Under the agreement thus interpreted, the conduct of Moore in releasing Schanck’s assets was a material matter; it was, if true, a complete defence to the payment of the note. Even if the sum released be found insufficient to have paid the stipulation and the whole of the note, still in so far as it extended to the note at all, it is, pro tanto, a defence.

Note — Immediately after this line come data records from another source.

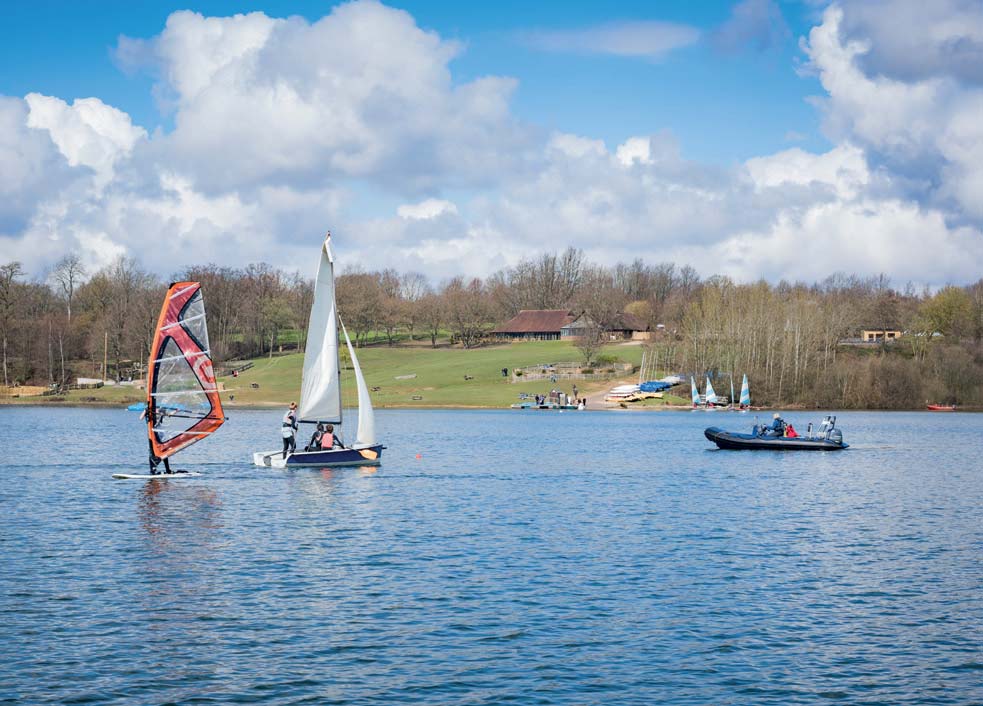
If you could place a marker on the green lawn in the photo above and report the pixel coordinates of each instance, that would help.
(440, 375)
(439, 382)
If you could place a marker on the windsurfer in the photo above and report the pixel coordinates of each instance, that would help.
(288, 428)
(154, 459)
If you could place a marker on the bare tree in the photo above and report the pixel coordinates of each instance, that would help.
(590, 338)
(69, 274)
(9, 274)
(433, 315)
(468, 310)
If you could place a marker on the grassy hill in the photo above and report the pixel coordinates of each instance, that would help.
(440, 375)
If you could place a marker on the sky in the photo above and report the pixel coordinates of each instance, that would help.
(755, 139)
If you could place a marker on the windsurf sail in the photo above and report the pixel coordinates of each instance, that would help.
(745, 393)
(182, 396)
(320, 390)
(711, 395)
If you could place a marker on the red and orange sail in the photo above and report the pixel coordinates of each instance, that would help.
(182, 396)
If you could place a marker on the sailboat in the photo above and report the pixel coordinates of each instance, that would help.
(183, 405)
(320, 391)
(711, 395)
(745, 402)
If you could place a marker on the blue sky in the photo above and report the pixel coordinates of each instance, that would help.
(722, 106)
(751, 138)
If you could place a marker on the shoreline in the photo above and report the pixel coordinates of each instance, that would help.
(606, 407)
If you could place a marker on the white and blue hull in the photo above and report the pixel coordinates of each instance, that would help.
(328, 458)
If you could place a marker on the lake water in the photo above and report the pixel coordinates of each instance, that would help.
(496, 557)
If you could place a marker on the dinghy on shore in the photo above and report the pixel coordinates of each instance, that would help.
(827, 438)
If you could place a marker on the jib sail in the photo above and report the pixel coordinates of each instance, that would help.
(182, 396)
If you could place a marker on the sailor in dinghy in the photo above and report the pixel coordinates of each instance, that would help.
(320, 393)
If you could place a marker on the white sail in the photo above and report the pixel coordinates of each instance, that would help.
(320, 391)
(711, 395)
(366, 416)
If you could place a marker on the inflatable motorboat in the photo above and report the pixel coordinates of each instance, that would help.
(826, 438)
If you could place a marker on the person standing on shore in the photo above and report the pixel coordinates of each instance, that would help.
(288, 428)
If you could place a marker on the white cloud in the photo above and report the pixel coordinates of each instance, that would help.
(361, 93)
(927, 132)
(911, 40)
(843, 168)
(756, 24)
(649, 39)
(425, 210)
(88, 132)
(275, 119)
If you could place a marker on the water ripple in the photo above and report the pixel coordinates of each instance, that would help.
(524, 558)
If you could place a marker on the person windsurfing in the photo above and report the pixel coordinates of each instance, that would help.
(154, 459)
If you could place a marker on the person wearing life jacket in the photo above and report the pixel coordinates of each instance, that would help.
(315, 443)
(777, 426)
(328, 439)
(287, 429)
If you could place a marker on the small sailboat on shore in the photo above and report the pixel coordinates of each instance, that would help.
(745, 401)
(183, 404)
(320, 392)
(711, 396)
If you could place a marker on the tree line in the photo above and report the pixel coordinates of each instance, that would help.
(787, 336)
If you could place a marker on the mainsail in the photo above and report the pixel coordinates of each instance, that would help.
(320, 391)
(183, 404)
(711, 395)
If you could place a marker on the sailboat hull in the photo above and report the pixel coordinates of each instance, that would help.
(330, 458)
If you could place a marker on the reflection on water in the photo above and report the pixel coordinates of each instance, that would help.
(564, 559)
(174, 513)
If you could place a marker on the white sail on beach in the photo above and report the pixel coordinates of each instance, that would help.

In order that the defendant may avail himself of this line of defence, it is not necessary to invoke the notion of suretyship or of secondary liability; the matter can be squarely met under these pleadings by a determination of the damages sustained by the defendant by reason of the plaintiff’s breach of his said agreement. The amount so ascertained can then be applied to the indebtedness still subsisting between these parties according to the provisions of their stipulation. Whether it will amount to a complete discharge of defendant’s liability *236on his note or only to a reduction of the amount due thereon, or whether it will afford him any benefit in this action, are questions, which, after the assessment of such damages, depend for their solution upon mere computation. The principle, however, is clear, that where a promissory note is given pursuant to the express terms of a contemporaneous written agreement, by which the payee of the note binds himself to collect certain moneys and to appropriate them on the note in reduction or discharge of the amount for which the same was given, in a suit upon the note between the original parties thereto, the breach by the payee of the part of said agreement to be by him performed may be shown by the maker of the note by way of recoupment. In such cases the note is so intimately connected with the contemporaneous writing that together they constitute “the contract sued upon ” within the meaning of the statute of New Jersey concerning recoupment. Rev., p. 868, § 129.
At the trial the court, it is true, admitted and heard the testimony offered by Babbitt, but under the view then entertained as to the scope of the agreement, did not pass upon the facts. In order that this may be done, and that the defendant may be afforded an opportunity of presenting his defence in the line above indicated, the rule to show cause will be made absolute.